U.S. District Judge Ronald Lew tossed the case out Monday, saying that Chris Brown had no constitutional right to compel the University of California, Santa Barbara to accept the thesis, complete with a section he labeled “disacknowledgements.”

The ruling was a blow to efforts Brown has undertaken for nearly two years to get his 1999 thesis placed on the library’s shelves.

Administrators have refused because he labeled a section “disacknowledgments” – in place of “acknowledgments” students traditionally offer their mentors – and lashed out at staff with remarks that were initially obscene, but were later toned down.

Brown sued last year, claiming that six university officials, including Chancellor Henry Yang, Graduate Dean Charles Li and Library Director Sarah Pritchard, infringed his constitutional right to free speech and academic freedom.

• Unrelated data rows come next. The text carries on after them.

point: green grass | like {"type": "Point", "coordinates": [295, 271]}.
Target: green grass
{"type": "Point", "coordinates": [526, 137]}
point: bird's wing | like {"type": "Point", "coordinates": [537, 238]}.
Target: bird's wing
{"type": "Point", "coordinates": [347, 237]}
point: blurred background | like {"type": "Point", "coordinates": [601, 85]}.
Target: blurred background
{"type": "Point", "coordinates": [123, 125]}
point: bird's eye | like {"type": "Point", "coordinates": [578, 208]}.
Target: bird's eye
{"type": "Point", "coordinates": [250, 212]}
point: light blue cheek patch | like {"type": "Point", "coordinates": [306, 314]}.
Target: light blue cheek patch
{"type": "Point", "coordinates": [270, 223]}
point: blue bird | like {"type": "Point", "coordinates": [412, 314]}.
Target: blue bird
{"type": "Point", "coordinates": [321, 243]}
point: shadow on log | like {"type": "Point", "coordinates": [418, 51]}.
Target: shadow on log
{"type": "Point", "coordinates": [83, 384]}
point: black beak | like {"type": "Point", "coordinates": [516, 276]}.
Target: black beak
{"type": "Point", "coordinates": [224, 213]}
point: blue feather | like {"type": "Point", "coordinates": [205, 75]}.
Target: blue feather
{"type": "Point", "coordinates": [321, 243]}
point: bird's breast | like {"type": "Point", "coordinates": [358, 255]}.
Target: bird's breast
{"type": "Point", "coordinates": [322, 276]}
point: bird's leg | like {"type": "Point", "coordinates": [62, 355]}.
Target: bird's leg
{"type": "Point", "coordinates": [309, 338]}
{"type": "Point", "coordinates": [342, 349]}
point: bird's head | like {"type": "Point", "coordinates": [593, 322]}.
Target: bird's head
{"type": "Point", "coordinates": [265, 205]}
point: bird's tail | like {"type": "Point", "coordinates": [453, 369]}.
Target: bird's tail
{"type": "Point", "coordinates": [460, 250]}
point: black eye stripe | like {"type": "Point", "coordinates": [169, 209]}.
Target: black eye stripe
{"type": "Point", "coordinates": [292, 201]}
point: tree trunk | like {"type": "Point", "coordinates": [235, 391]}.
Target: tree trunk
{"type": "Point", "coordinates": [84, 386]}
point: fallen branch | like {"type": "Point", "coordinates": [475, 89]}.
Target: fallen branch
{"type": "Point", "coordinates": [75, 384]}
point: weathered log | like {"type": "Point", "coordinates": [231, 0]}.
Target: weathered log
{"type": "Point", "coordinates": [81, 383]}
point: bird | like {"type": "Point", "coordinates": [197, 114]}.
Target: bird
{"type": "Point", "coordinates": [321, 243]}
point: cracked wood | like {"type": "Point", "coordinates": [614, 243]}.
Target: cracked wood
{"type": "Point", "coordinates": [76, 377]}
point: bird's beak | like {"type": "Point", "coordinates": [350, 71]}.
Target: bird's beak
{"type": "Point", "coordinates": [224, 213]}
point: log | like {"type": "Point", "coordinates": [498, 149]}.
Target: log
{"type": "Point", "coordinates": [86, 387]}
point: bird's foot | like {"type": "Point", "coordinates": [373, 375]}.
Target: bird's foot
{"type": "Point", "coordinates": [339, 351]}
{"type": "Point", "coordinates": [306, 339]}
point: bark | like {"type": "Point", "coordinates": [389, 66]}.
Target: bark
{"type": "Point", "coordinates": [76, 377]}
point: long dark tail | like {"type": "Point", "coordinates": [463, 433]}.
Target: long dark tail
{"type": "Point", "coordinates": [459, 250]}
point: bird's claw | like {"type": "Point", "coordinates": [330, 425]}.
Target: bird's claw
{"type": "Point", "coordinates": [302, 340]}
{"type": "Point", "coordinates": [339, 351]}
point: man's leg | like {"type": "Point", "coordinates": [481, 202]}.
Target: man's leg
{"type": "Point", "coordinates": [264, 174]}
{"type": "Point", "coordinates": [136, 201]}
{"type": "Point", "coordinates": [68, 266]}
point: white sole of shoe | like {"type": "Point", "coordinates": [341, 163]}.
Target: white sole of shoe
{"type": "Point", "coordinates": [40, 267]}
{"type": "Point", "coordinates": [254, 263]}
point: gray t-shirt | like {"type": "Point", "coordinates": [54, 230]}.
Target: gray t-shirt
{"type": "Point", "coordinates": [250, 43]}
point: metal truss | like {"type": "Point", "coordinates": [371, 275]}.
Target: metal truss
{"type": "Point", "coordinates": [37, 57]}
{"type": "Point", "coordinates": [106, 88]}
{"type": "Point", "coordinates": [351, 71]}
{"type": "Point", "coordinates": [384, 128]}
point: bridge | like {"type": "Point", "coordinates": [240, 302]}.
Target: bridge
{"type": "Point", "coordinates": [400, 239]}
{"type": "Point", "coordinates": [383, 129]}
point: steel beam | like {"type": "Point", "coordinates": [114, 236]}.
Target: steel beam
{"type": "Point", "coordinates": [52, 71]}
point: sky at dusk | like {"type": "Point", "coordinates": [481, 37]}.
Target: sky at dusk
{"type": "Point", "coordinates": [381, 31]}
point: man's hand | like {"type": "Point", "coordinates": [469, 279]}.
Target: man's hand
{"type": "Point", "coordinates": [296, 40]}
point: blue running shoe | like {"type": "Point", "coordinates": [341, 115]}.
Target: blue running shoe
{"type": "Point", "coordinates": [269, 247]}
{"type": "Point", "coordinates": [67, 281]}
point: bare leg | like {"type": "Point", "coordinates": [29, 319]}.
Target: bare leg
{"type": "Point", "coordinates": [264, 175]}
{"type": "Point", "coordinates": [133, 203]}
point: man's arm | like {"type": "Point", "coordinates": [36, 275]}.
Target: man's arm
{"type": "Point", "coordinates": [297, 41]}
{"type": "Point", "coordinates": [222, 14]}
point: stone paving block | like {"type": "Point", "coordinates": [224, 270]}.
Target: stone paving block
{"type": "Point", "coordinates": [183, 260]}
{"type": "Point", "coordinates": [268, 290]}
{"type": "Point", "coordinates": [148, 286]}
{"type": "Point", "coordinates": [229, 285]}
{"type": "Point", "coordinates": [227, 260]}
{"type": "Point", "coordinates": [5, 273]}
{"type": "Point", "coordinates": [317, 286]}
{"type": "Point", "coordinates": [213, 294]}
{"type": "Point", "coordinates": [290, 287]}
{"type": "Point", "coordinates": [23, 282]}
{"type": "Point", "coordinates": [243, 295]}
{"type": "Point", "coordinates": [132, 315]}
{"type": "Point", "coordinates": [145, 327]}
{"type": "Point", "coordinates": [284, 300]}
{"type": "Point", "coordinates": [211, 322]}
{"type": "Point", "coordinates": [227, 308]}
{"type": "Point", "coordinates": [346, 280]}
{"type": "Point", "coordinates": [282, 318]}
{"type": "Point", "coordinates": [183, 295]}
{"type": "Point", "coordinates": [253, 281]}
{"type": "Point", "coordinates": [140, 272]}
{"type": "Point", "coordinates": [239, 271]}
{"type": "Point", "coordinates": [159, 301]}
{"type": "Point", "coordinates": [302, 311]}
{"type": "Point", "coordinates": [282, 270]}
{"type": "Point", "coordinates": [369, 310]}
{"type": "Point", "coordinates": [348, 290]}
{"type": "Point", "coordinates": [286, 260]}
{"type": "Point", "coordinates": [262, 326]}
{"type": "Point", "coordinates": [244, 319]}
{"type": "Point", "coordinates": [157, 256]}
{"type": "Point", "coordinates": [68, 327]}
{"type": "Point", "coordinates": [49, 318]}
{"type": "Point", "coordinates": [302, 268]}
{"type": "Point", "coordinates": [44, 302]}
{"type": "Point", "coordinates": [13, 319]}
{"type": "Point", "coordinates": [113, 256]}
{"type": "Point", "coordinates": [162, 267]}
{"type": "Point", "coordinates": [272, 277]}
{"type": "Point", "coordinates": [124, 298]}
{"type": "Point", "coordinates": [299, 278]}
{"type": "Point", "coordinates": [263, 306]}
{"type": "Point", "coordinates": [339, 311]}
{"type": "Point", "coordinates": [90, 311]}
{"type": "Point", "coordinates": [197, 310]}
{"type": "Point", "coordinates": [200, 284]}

Brown’s attorney, Paul Hoffman, a former legal director for the American Civil Liberties Union of Southern California, argued in court documents that his client would not have had a problem if he had chosen to praise university officials.

“Some (graduate student theses) included gushy personal statements and even cartoons,” Hoffman said. But in two pages of obscenity-laced language, which he later revised, Brown criticized UC regents as biased and corrupt, blamed the university’s library staff for “incomprehensible fines” and a “poor attitude”, and even took a shot at former Gov. Pete Wilson, calling him a “supreme government jerk who has personally overseen the demise of the university.”

University of California counsel Christopher Patti said Brown violated the university’s rules by trying to include his angry denouncements in his thesis, rather than seeking to publish them on a Web site or in a newspaper.

“He was trying to get the faculty members to sign (off on the document) indicating they approved of the disacknowledgments section,” Patti said.

Brown, a materials engineering graduate, was denied a degree for more than a year, but officials finally relented. They still refuse to file the thesis among thousands of others in the university library.

Brown, who was unable to work in his field until the university gave him his degree, sought unspecified financial damages but said he has spent about $12,000 on the dispute and the legal case, not including lost wages.

He plans to appeal the judge’s decision.